I’ve been spending a lot of time in the last month or so doing projects at work not statistics related, hence the lack of posts! In the interim, I had to do some serious research on handling datasets bigger than the last one I worked with (the one that kept threatening to max out my 8 gigs of RAM!). I kept trying to practice working with R packages like bigmemory and ffdf, but nothing was completely satisfying my need to be able to handle a big dataset with different data types in different columns. So, after reading up on different commercial stats packages, I determined that getting Statistica would be best for my supervisor and I (she’s insanely busy and wouldn’t have the time for the learning curve to learn Revolution R, if we were to buy that).
In speaking with my supervisor about Statistica, she mentioned that it can interface with R. So once we got our copies of Version 11 Advanced, I went ahead and learned how the interface works.
Setup/Installation: The setup and installation of the R integration was really annoying. There is a COM server application you have to download and install. You have to make sure you run the installation in administrator mode. Then you have to make sure that R is installed using administrator mode. You have to make sure you get the rscproxy package in R and that it is installed in the R Home directory that sits in your program files folder. It was quite a hassle. Statistica put a white paper on their website explaining the process.

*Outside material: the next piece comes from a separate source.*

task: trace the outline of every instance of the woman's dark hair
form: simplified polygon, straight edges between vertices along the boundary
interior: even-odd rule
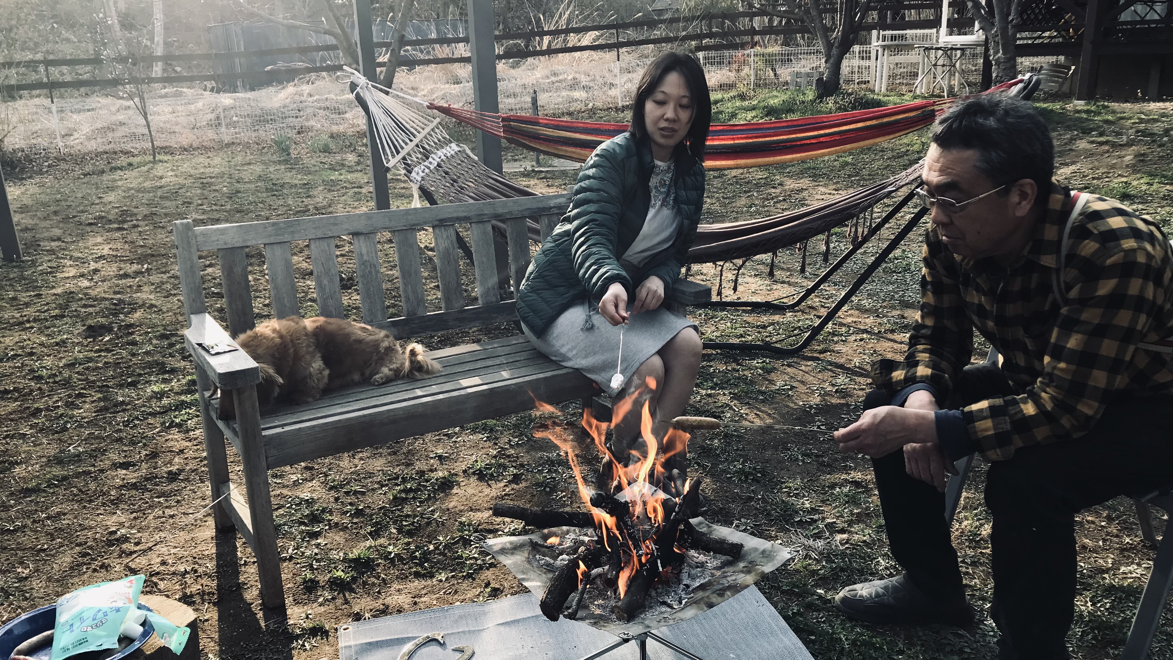
[[[1038,187],[1036,208],[1046,207],[1055,143],[1030,101],[1005,93],[957,101],[933,124],[930,140],[942,149],[977,150],[981,156],[975,166],[995,186],[1030,179]]]
[[[644,121],[644,105],[647,97],[656,92],[664,76],[676,72],[684,78],[684,83],[689,86],[689,96],[692,97],[692,124],[685,134],[680,144],[692,154],[698,161],[705,160],[705,141],[708,140],[708,124],[713,120],[713,102],[708,97],[708,81],[705,80],[705,69],[691,55],[684,53],[662,53],[652,60],[644,69],[644,75],[639,76],[639,86],[636,87],[636,101],[631,106],[631,133],[639,140],[647,139],[647,124]]]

Memory Usage: When you actively use the R integration in Statistica, take a look at your memory usage (I’m using a windows 7 computer for work). What you will notice is that any time you run an R function in statistica, the R connector program starts taking up more and more memory, representing the fact that data is being passed from Statistica to R to be processed. The upshot of this is that you should probably be careful how much data you’re passing to an R procedure from Statistica so that you don’t max out your memory.
Syntax: Check out the screenshot below. Typing in R syntax into Statistica is, thankfully, pretty easy. As you can see in the screenshot, if you want to access the active dataset to do something with it, you treat it as a dataframe labelled ActiveDataSet, and then you can use the $ sign and type the variable name of your statistica dataset like you would with R. The only catch seems to be variables with spaces in them. So for those variables it seems that you have to resort to referring to them by their column numbers, instead of name.
Functionality: So far, it looks like data only flows from the Statistica spreadsheet, to R, back to the Statistica report output, or a new Statistica spreadsheet. It would be nice if I could modify data from R within a spreadsheet, but that seems to be out of the question.
Main advantage: Being a commercial product, the good folks at Statsoft aren’t just going to give you the product with all of the statistical procedures they came up with for free. For example, since I now have Statistica Advanced, it does allow me to do some cool multivariate procedures, but I can’t generate random forests unless I get Statistica Data Miner. The advantage that the R integration brings then, is allowing me to have advanced statistical procedures, like Random Forests, or even graphing abilities like ggplot2, without having to pay extra. I show an example of having used a random forest procedure in Statistica using R in the screenshot above.